Humanité (ren ). Le concept de ren (jen), souvent traduit par « humanité » ou « human-ness », désigne l’attribut « d’être pleinement humain », par opposition aux barbares ou aux animaux agissant par instinct. Le Shuowen jiezi suggère qu’étymologiquement, le caractère chinois pour ren comprend le caractère pour « personne » et le nombre « deux », indiquant peut-être une qualité relationnelle qui marque le caractère « humain » des personnes en communauté. Herbert Fingarette exprime cela succinctement comme suit : « Pour Confucius, à moins qu’il y ait au moins deux êtres humains, il ne peut y avoir d’êtres humains ». Confucius lui-même a défini le ren comme « aimer les gens » (ai ren ) (Analectes 12:22), soulignant l’interrelation et l’intersubjectivité de la vie humaine, où l’on est toujours un parmi d’autres, et cherchant à atteindre une pleine humanité dans ses relations avec les autres. Pour lui, ren est la plus haute vertu morale et la totalité de toutes les vertus morales qui incarnent une vie morale idéale. En termes pratiques, le ren incarne le yi (convenance), le li (convenance) et le xiao (filialité).
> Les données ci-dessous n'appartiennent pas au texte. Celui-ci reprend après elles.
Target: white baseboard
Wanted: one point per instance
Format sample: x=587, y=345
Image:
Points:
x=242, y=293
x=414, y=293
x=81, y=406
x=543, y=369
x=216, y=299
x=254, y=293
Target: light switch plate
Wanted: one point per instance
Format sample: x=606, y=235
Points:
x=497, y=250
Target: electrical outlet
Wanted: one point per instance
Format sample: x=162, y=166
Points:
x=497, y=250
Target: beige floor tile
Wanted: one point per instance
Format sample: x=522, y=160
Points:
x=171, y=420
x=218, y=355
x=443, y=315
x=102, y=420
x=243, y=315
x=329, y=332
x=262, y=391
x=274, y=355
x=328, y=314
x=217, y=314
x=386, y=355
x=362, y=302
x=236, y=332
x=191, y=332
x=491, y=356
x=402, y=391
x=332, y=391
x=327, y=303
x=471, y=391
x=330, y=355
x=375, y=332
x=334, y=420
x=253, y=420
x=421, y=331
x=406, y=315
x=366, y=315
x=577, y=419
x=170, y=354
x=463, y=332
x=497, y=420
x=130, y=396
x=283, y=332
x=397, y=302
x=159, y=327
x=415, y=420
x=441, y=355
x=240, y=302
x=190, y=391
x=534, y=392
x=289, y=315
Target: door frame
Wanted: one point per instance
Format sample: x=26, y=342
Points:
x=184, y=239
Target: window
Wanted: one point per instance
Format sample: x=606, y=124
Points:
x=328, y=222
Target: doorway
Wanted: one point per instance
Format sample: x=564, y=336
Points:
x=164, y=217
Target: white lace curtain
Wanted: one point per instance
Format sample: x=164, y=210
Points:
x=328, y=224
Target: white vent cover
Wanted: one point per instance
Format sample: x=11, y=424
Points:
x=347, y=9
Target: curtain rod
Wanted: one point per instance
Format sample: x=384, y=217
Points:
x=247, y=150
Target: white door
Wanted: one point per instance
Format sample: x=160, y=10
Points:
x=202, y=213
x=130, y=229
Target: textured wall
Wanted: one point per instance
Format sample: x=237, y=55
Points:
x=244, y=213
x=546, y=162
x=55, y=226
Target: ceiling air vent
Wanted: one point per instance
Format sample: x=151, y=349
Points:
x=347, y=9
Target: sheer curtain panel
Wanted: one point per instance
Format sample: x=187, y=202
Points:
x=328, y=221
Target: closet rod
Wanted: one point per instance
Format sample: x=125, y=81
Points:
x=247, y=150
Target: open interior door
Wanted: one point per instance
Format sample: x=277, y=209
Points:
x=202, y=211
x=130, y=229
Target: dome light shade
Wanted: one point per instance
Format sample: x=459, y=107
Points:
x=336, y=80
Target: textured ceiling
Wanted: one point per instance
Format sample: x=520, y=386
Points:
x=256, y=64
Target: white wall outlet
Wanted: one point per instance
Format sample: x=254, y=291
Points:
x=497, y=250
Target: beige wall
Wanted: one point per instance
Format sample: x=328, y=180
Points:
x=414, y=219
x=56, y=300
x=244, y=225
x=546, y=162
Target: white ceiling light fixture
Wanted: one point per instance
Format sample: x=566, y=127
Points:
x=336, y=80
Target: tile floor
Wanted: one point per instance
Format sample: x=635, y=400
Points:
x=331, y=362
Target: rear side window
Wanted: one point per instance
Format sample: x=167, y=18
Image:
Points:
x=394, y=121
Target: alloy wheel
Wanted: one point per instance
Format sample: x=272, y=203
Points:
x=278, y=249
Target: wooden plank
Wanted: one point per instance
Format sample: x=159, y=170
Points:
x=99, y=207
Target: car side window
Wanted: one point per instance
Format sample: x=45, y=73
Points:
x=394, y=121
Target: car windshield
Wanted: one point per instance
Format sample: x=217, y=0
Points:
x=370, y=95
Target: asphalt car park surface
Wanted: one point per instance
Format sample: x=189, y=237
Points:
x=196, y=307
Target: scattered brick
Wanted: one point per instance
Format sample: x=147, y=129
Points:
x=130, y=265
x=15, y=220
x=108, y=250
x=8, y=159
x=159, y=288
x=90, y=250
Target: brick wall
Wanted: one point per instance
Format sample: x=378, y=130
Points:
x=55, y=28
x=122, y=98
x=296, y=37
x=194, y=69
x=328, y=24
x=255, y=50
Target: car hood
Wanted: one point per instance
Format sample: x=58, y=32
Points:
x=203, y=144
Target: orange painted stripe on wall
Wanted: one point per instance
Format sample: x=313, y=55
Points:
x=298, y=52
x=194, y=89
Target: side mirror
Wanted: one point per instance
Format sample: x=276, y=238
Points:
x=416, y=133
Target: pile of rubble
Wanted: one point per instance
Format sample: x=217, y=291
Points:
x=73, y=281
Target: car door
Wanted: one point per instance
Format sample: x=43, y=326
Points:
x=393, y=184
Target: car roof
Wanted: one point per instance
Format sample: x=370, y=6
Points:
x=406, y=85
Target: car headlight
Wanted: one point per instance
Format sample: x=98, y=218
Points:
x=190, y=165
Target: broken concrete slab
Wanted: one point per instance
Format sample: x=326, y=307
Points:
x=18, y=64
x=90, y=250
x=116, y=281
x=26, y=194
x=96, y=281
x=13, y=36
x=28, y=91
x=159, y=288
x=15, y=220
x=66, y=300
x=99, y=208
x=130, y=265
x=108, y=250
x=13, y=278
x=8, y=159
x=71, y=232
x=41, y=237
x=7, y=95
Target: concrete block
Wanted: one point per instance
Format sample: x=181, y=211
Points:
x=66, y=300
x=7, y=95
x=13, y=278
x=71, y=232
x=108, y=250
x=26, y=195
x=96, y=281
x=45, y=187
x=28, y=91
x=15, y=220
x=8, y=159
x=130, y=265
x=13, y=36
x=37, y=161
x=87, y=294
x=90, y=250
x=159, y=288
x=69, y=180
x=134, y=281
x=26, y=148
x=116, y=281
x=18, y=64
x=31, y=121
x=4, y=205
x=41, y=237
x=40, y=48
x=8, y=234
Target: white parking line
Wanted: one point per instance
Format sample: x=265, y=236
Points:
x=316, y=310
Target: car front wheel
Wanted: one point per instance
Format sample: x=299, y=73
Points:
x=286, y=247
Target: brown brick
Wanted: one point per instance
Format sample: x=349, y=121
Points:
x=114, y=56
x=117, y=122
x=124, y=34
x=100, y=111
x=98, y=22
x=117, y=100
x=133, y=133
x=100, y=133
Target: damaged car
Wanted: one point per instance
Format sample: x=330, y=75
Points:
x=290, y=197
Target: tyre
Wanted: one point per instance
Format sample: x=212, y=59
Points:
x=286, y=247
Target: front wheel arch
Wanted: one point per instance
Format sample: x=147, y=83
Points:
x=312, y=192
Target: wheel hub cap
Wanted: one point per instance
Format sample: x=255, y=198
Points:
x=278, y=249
Personne supérieure (junzi ). Confucius a constamment exalté et soutenu le junzi (chün-tzu) ou « personne supérieure » comme objectif de la culture de soi. Pour lui, un junzi est quelqu’un qui incarne les vertus de bienséance, de filialité, de convenance et d’humanité (voir Analectes 1:2, 1:8, 1:14, 2:11, 2:13, 4:5, 4:24, 6:16, 9:13, 13:3, 14:30, 15:17, 15:20, 15:31, 16:8, 16:10). À l’origine, le terme désignait le fils d’un souverain, héritier du trône. Confucius s’est approprié et a relativisé ce terme politique pour communiquer sa croyance en la méritocratie, à savoir que les vrais leaders sont formés et non nés. Pour lui, un véritable dirigeant est celui qui s’est perfectionné par un engagement de toute une vie dans la culture morale de soi. N’importe qui, même le fils d’un paysan, pouvait aspirer à devenir un junzi, l’incarnation de la perfection. Ici, la quête pour devenir un junzi ne doit pas être comprise comme une quête égoïste et individualiste pour elle-même, mais plutôt dans un contexte plus large de relations humaines en société. Confucius opposait souvent le junzi au xiaoren (hsiao-jen, ou » personne mesquine « ), une personne égocentrique et individualiste qu’il dépeignait comme égoïste, calculatrice, peu raffinée et vindicative (voir Analectes 2:14, 4:11, 4:16, 8:6, 12:16, 13:23, 13:26, 14:24, 15:20, 17:23).